If the loss of K+ was through K+ channels during RVD, these channels would require for maintenance of electrochemical equilibrium a parallel conductive loss of anions, and specifically, conductive Cl- loss. Therefore, RVD in HET-1A cells during hyposmolal stress (160 mosmol/kgH2O) was monitored in the presence of three known inhibitors of Cl- conductance pathways: H2DIDS, IAA, and DPC. H2DIDS (0.2 mM), IAA (50 µM), and DPC (50 µM) had no effect on resting cell volume in HET-1A cells in isosmolal solution (data not shown). However, H2DIDS and IAA, but not DPC, significantly inhibited RVD, and the lack of inhibition of RVD by DPC was not a result of the absence of membrane charge, because repeat experiments in a low (1 mM) K+ buffer produced the same outcome (Fig. 5, A and B).
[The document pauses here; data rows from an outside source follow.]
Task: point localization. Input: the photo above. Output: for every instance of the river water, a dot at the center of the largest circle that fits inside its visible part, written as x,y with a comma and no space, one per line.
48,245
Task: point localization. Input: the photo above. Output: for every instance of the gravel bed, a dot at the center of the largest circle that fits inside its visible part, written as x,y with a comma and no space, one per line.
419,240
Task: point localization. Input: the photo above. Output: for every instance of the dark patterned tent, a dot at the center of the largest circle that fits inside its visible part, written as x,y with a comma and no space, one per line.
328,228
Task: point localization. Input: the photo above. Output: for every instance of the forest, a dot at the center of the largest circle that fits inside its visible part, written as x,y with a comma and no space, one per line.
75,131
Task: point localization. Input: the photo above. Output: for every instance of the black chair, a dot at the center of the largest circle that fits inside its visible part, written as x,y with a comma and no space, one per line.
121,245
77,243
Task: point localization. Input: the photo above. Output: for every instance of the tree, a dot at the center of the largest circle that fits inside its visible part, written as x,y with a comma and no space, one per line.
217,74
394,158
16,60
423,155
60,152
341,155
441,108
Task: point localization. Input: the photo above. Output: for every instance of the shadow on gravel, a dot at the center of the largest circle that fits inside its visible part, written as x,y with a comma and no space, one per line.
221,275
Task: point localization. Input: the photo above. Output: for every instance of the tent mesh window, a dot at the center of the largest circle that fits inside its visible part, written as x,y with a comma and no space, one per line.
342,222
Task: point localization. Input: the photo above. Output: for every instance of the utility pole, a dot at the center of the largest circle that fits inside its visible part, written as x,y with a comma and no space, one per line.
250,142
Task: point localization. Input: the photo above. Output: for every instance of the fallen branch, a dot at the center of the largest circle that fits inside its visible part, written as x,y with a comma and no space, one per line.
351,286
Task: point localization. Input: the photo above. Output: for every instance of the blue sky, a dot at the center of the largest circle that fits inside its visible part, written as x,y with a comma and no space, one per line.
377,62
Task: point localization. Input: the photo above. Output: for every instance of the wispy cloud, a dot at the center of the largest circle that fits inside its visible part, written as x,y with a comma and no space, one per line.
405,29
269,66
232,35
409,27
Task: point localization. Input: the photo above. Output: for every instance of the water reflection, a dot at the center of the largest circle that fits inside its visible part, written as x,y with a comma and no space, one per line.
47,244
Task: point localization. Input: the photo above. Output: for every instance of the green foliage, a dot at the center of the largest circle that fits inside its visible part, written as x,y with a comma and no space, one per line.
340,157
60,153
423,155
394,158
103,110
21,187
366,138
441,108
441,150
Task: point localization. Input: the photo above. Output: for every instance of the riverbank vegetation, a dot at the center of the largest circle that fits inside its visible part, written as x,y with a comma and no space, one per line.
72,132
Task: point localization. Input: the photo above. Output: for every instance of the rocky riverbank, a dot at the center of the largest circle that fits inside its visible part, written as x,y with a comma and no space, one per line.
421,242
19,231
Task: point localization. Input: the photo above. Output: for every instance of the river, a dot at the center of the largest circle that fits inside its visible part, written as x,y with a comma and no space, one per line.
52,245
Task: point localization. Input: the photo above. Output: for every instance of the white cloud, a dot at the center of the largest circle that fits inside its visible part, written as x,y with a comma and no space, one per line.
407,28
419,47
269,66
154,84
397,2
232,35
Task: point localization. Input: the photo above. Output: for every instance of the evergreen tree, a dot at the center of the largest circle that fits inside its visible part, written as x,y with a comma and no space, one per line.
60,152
Also, whereas both H2DIDS and IAA produced significantly greater increases in cell volume, compared with controls within the first 2-5 min of hyposmolal stress (Fig. 5A), only the inhibitory effect of H2DIDS on RVD persisted at significant levels by 30 min (Fig. 5B). In an attempt to further establish dependence of RVD on Cl- loss in HET-1A cells, cells were Cl-depleted by incubation in an isosmotic Cl-free HEPES solution (gluconate substitution for Cl- and Ca2+ increased to compensate for reduction by gluconate), pH 7.4, for 30 min. These maneuvers, however, resulted in marked cell instability, such that exposure to hyposmolal stress resulted in cell shrinkage and/or fragmentation. Moreover, similar effects occurred when Cl-depletion was attempted using low Cl- (75% reduction) as opposed to zero-Cl- solution, thereby precluding us from using ion manipulation for direct confirmation of the dependence of RVD on Cl efflux.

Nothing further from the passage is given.